Swings and roundabouts. But Im not worried, in it for the long hall.

vulture
21-05-2007, 21:17
the bank of england can and will adjust interest rates to avoid a repeat of the early 90s

In 2005 the BOE reduced IR rates. This led to another mini boom with people thinking the Govt will never let house prices crash. We're paying for that mistake now. IR rates don't have to shoot up by much to get the same effect of the early 90s as the debt is much, much more.

Besides, look at the American housing market - crashing. Spain is following, Ireland isn't looking too healthy.

People need to get off the idea that 'house prices only go up'. They come down as well leaving a lot of people in a lot of pain. History proves it.

frazclay
22-05-2007, 07:36
In 2005 the BOE reduced IR rates.

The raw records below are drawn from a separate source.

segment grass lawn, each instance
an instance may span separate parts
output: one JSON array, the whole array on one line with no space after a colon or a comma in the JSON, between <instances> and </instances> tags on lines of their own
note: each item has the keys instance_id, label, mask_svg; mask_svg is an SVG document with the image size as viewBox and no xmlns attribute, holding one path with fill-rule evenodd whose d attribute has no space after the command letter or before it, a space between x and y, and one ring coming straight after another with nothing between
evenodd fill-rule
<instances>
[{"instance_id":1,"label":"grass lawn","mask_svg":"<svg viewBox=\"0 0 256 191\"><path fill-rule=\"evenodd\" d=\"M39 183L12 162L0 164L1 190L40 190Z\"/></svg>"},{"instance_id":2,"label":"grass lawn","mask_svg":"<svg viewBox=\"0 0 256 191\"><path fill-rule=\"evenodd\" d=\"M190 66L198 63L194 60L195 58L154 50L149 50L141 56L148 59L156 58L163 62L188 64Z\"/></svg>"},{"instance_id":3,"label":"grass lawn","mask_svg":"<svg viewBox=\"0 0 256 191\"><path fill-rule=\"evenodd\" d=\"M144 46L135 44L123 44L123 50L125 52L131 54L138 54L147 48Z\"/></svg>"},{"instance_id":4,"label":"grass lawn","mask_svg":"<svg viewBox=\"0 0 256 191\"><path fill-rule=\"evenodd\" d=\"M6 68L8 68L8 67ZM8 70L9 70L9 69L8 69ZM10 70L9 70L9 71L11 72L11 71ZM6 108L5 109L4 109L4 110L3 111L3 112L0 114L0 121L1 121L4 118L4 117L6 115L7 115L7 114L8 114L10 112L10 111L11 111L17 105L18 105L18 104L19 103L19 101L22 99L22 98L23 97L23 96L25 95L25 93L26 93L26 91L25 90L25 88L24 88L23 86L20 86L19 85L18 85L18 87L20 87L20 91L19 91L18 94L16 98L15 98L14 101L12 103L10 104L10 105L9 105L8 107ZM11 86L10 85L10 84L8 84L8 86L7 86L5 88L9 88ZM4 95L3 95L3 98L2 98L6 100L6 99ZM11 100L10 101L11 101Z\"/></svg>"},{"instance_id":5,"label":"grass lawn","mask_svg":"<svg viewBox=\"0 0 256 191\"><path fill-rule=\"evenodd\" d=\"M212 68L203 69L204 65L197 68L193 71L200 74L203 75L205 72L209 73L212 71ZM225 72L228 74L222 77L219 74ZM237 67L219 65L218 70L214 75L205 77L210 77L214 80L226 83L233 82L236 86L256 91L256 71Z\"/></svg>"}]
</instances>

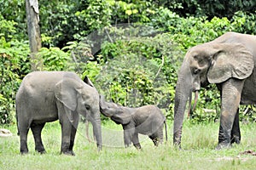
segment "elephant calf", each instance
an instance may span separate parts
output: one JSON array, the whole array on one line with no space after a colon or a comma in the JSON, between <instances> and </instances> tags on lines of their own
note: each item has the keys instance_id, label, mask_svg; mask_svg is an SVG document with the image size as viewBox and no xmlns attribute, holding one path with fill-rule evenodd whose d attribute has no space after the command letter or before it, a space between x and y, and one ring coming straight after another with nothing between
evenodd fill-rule
<instances>
[{"instance_id":1,"label":"elephant calf","mask_svg":"<svg viewBox=\"0 0 256 170\"><path fill-rule=\"evenodd\" d=\"M100 109L104 116L123 126L125 147L132 142L137 149L141 149L138 133L148 135L157 146L163 141L164 124L167 140L166 117L155 105L144 105L138 108L124 107L106 102L101 96Z\"/></svg>"}]
</instances>

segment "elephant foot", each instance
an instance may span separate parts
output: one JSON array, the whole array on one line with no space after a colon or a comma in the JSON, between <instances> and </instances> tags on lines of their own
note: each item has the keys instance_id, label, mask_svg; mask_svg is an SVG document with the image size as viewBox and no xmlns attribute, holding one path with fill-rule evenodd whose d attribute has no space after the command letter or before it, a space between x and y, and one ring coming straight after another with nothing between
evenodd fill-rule
<instances>
[{"instance_id":1,"label":"elephant foot","mask_svg":"<svg viewBox=\"0 0 256 170\"><path fill-rule=\"evenodd\" d=\"M20 154L23 156L23 155L26 155L28 154L28 150L20 150Z\"/></svg>"},{"instance_id":2,"label":"elephant foot","mask_svg":"<svg viewBox=\"0 0 256 170\"><path fill-rule=\"evenodd\" d=\"M233 138L231 138L231 144L240 144L240 137L234 135Z\"/></svg>"},{"instance_id":3,"label":"elephant foot","mask_svg":"<svg viewBox=\"0 0 256 170\"><path fill-rule=\"evenodd\" d=\"M215 150L219 150L222 149L228 149L230 147L231 147L231 144L230 144L230 143L219 143Z\"/></svg>"},{"instance_id":4,"label":"elephant foot","mask_svg":"<svg viewBox=\"0 0 256 170\"><path fill-rule=\"evenodd\" d=\"M135 146L135 148L136 148L137 150L142 150L142 146L141 146L140 144L133 144L133 145Z\"/></svg>"},{"instance_id":5,"label":"elephant foot","mask_svg":"<svg viewBox=\"0 0 256 170\"><path fill-rule=\"evenodd\" d=\"M46 151L45 151L45 150L37 150L39 154L45 154L46 153Z\"/></svg>"},{"instance_id":6,"label":"elephant foot","mask_svg":"<svg viewBox=\"0 0 256 170\"><path fill-rule=\"evenodd\" d=\"M73 150L61 151L61 154L64 154L66 156L75 156L75 153Z\"/></svg>"}]
</instances>

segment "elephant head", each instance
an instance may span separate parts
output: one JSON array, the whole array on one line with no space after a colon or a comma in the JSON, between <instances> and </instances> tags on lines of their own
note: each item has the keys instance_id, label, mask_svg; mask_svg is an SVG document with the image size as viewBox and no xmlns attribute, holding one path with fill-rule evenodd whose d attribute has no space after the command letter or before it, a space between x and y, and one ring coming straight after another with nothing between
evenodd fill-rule
<instances>
[{"instance_id":1,"label":"elephant head","mask_svg":"<svg viewBox=\"0 0 256 170\"><path fill-rule=\"evenodd\" d=\"M114 103L106 102L104 97L100 97L101 112L110 117L117 124L127 124L131 121L130 110Z\"/></svg>"},{"instance_id":2,"label":"elephant head","mask_svg":"<svg viewBox=\"0 0 256 170\"><path fill-rule=\"evenodd\" d=\"M180 146L182 126L188 99L209 83L230 78L244 79L253 70L252 54L241 43L214 41L193 47L183 60L176 85L173 143Z\"/></svg>"},{"instance_id":3,"label":"elephant head","mask_svg":"<svg viewBox=\"0 0 256 170\"><path fill-rule=\"evenodd\" d=\"M85 79L84 79L85 80ZM86 77L86 83L73 77L64 77L55 85L55 98L66 110L83 115L91 122L98 150L102 149L102 128L99 108L99 94L92 82ZM72 115L67 116L73 122Z\"/></svg>"}]
</instances>

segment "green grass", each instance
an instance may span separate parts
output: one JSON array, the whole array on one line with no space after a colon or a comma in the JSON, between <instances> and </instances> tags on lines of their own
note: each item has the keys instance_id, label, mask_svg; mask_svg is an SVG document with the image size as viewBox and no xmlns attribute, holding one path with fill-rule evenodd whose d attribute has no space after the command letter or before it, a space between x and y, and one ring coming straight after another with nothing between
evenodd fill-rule
<instances>
[{"instance_id":1,"label":"green grass","mask_svg":"<svg viewBox=\"0 0 256 170\"><path fill-rule=\"evenodd\" d=\"M141 136L143 150L123 147L121 126L112 122L102 125L105 146L97 152L96 144L85 138L84 124L80 122L76 136L76 156L60 155L61 127L58 122L47 123L43 141L47 153L34 151L32 133L28 135L29 154L20 156L16 126L5 128L12 137L0 138L0 169L254 169L256 156L240 153L256 150L256 124L241 124L241 143L230 149L215 150L218 123L183 126L183 150L172 146L172 122L168 122L169 141L154 147L148 138ZM90 127L91 133L91 127ZM115 135L114 133L118 133ZM119 138L119 139L118 139ZM111 142L116 141L114 144ZM107 145L107 146L106 146ZM113 147L114 145L118 147Z\"/></svg>"}]
</instances>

This led to another mini boom with people thinking the Govt will never let house prices crash. We're paying for that mistake now. IR rates don't have to shoot up by much to get the same effect of the early 90s as the debt is much, much more.

Besides, look at the American housing market - crashing. Spain is following, Ireland isn't looking too healthy.

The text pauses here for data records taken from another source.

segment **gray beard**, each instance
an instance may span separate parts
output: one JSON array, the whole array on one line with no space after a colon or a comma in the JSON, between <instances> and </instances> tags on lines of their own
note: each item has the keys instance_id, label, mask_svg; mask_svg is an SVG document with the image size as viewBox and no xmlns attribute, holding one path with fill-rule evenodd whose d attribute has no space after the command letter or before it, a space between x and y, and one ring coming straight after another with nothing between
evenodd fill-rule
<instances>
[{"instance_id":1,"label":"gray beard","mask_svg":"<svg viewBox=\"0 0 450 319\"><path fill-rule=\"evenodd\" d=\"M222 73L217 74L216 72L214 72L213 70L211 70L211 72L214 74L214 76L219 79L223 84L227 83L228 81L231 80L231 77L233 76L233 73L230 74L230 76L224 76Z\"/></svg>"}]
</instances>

People need to get off the idea that 'house prices only go up'. They come down as well leaving a lot of people in a lot of pain. History proves it.

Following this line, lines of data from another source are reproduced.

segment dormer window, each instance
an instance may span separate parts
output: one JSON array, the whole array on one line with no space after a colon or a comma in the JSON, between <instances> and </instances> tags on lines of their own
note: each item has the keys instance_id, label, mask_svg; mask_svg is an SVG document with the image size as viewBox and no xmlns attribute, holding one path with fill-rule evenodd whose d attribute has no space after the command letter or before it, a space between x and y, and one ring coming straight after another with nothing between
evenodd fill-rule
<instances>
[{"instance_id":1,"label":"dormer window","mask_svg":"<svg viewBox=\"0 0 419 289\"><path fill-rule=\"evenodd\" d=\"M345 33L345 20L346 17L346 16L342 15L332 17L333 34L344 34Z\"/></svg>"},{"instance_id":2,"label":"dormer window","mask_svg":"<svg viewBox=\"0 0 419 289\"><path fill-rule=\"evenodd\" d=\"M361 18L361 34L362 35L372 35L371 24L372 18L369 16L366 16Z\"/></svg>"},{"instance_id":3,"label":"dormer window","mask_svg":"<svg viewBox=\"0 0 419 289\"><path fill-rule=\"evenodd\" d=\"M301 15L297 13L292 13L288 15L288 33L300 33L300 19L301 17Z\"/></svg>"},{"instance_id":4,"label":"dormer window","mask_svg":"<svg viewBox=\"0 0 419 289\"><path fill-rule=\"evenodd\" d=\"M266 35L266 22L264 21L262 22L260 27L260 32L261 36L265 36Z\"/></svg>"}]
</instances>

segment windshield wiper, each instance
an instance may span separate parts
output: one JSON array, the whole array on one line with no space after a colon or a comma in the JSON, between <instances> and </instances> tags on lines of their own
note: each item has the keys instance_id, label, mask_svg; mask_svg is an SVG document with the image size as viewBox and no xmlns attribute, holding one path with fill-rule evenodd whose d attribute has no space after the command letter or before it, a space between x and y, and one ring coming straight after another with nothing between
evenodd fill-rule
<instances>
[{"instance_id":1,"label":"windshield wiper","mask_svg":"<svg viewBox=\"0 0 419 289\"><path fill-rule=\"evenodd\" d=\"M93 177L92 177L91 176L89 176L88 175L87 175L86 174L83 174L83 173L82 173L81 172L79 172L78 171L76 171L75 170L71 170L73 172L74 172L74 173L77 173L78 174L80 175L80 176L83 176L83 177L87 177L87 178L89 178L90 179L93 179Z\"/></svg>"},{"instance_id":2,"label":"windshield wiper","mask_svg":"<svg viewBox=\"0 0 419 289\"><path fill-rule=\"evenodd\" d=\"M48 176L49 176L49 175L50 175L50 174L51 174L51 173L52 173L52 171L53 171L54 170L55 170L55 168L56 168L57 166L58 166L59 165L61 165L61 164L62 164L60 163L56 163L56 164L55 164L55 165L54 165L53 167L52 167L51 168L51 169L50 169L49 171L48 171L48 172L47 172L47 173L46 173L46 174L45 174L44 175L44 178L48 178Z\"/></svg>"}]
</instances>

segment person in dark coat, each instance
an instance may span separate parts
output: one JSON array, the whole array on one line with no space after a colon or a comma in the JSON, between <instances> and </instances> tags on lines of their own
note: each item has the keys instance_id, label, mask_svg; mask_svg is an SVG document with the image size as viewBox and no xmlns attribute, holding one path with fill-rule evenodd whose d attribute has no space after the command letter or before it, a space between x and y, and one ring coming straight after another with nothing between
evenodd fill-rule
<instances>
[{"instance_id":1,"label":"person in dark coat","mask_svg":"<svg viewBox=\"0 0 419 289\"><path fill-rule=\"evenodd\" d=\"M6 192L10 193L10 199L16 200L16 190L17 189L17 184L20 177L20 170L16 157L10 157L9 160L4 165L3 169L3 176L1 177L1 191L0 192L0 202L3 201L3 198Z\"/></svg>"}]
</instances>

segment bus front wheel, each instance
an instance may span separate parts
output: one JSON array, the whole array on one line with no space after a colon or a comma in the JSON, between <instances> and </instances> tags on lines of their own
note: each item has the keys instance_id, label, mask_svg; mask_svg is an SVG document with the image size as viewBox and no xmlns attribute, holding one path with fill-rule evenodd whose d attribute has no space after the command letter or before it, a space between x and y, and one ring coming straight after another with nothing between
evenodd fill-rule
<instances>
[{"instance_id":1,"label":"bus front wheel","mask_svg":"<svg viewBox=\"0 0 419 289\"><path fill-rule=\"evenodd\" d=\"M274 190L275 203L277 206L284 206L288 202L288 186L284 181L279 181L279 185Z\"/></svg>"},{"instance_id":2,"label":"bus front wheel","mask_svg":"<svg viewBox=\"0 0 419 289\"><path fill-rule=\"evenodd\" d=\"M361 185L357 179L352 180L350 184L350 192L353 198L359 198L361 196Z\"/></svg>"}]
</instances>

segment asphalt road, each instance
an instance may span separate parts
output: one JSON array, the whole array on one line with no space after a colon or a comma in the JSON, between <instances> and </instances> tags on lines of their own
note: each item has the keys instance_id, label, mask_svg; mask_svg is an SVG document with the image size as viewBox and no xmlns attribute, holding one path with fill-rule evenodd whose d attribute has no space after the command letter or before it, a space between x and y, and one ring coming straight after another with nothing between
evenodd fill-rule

the american market isnt really comparable with ours as there sub prime market is the cause of there woes.

we don't have such a thing - and its huge over the pond.

I have to agree that the idea of ever increasing house prices over a short term is flawed - however,as i said, stagnation is the more likely scenario than outright crash as people wont wish to lose money on there house.

and history proves that over longer periods house prices do nothing but rise.

You will see that those with high unsustainable unsecured debts have now got the IVA option rather than losing there home as they may have done in the past.

what i think you will see is a massive growth in house rental companies with property counts rivaling the council stocks of old and housing associations. these will be constantly eating up the lower value housing and thus reducing the chance of newer entrants to the property ladder.

we will be heading back towards to an old fashioned structure with large numbers of the populations renting off private landlords and home owners staying put for longer periods as trading up will become more and more difficult - with a larger and larger divide between owners and non owners.

What of the social impact - with private landlords being able to cherry pick there tenants from an ever growing number of those unable to buy - thats a different topic.

njwd
22-05-2007, 08:00
the american market isnt really comparable with ours as there sub prime market is the cause of there woes.

we don't have such a thing - and its huge over the pond.

I have to agree that the idea of ever increasing house prices over a short term is flawed - however,as i said, stagnation is the more likely scenario than outright crash as people wont wish to lose money on there house.

and history proves that over longer periods house prices do nothing but rise.

You will see that those with high unsustainable unsecured debts have now got the IVA option rather than losing there home as they may have done in the past.

what i think you will see is a massive growth in house rental companies with property counts rivaling the council stocks of old and housing associations. these will be constantly eating up the lower value housing and thus reducing the chance of newer entrants to the property ladder.

we will be heading back towards to an old fashioned structure with large numbers of the populations renting off private landlords and home owners staying put for longer periods as trading up will become more and more difficult - with a larger and larger divide between owners and non owners.

What of the social impact - with private landlords being able to cherry pick there tenants from an ever growing number of those unable to buy - thats a different topic.

It is estimated that subprime mortgages accounted for 8% of the UK market in 2005.